(HealthDay News) — Maximal resection of a contrast-enhanced (CE) tumor is associated with improved overall survival in patients with isocitrate dehydrogenase gene 1 or 2 (IDH)-wild-type and IDH-mutant subtype glioblastomas, according to a study published online Feb. 6 in JAMA Oncology.
Annette M. Molinaro, Ph.D., from the University of California in San Francisco, and colleagues examined the prognostic importance of maximal resection of glioblastomas in a retrospective, multicenter cohort study. Data were included for a development cohort (761 patients with 9.6 years of follow-up) and for two external validation cohorts (107 patients with 5.7 years of follow-up and 99 patients with a median follow-up of 10.9 months).

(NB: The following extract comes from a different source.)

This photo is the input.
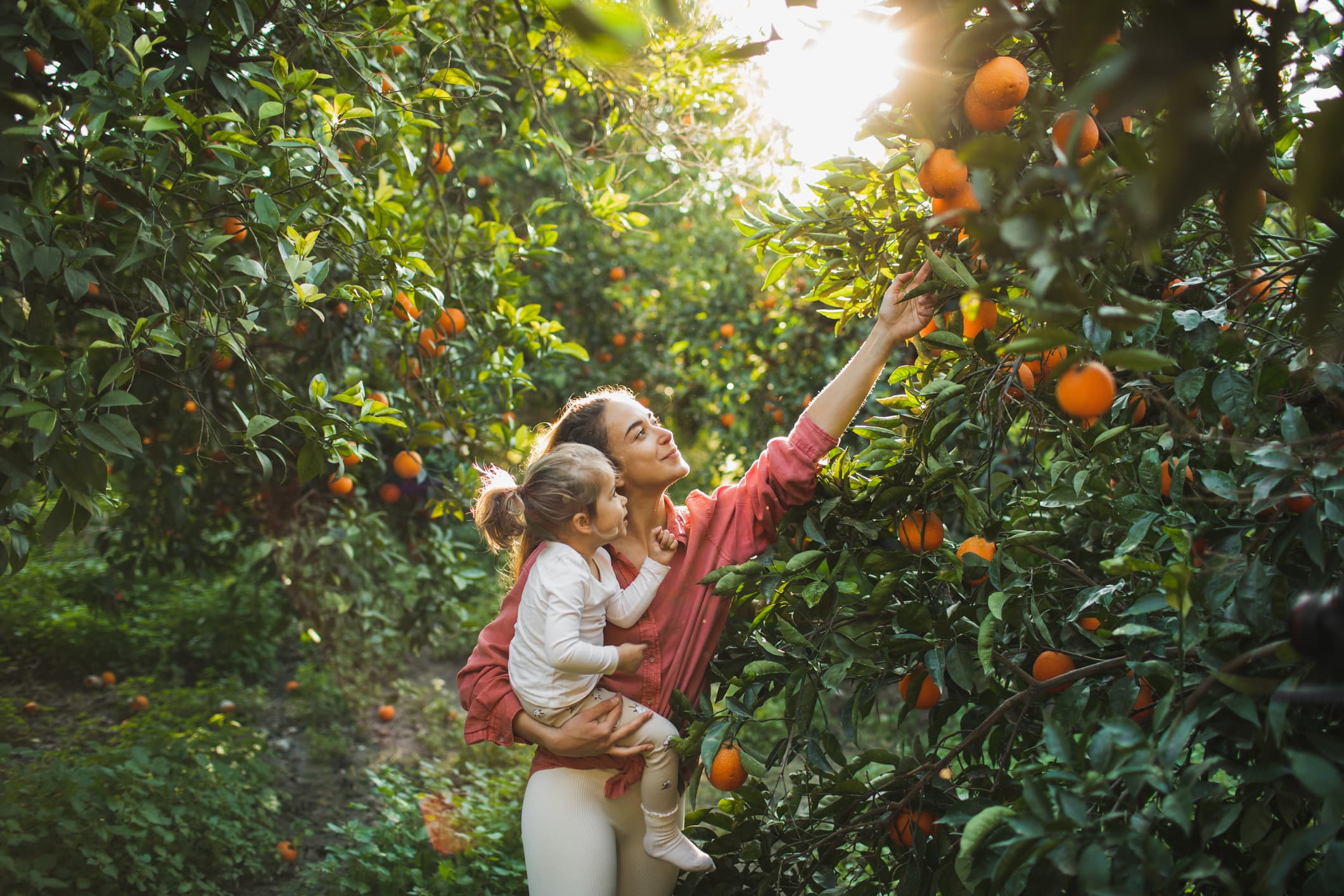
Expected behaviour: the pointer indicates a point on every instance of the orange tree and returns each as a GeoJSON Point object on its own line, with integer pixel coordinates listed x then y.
{"type": "Point", "coordinates": [1134, 405]}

The researchers found that in the development cohort, survival was similar for younger patients with IDH-wild-type tumors and aggressive resection of CE and non-contrast-enhanced (NCE) tumors and for those with IDH-mutant tumors (median overall survival, 37.3 months). Worse survival was seen for younger patients with IDH-wild-type tumors and reduction of CE tumor but residual NCE tumors (median overall survival, 16.5 months). CE tumor reduction was beneficial for older patients with IDH-wild-type tumors (median overall survival, 12.4 months). In two external cohorts, the results were validated.
“Although these data show a survival benefit associated with maximal resection, it remains critically important that we do our best to remove [a] tumor in a manner that will not harm the patient,” a coauthor said in a statement.
Several of the authors disclosed financial ties to the biopharmaceutical industry.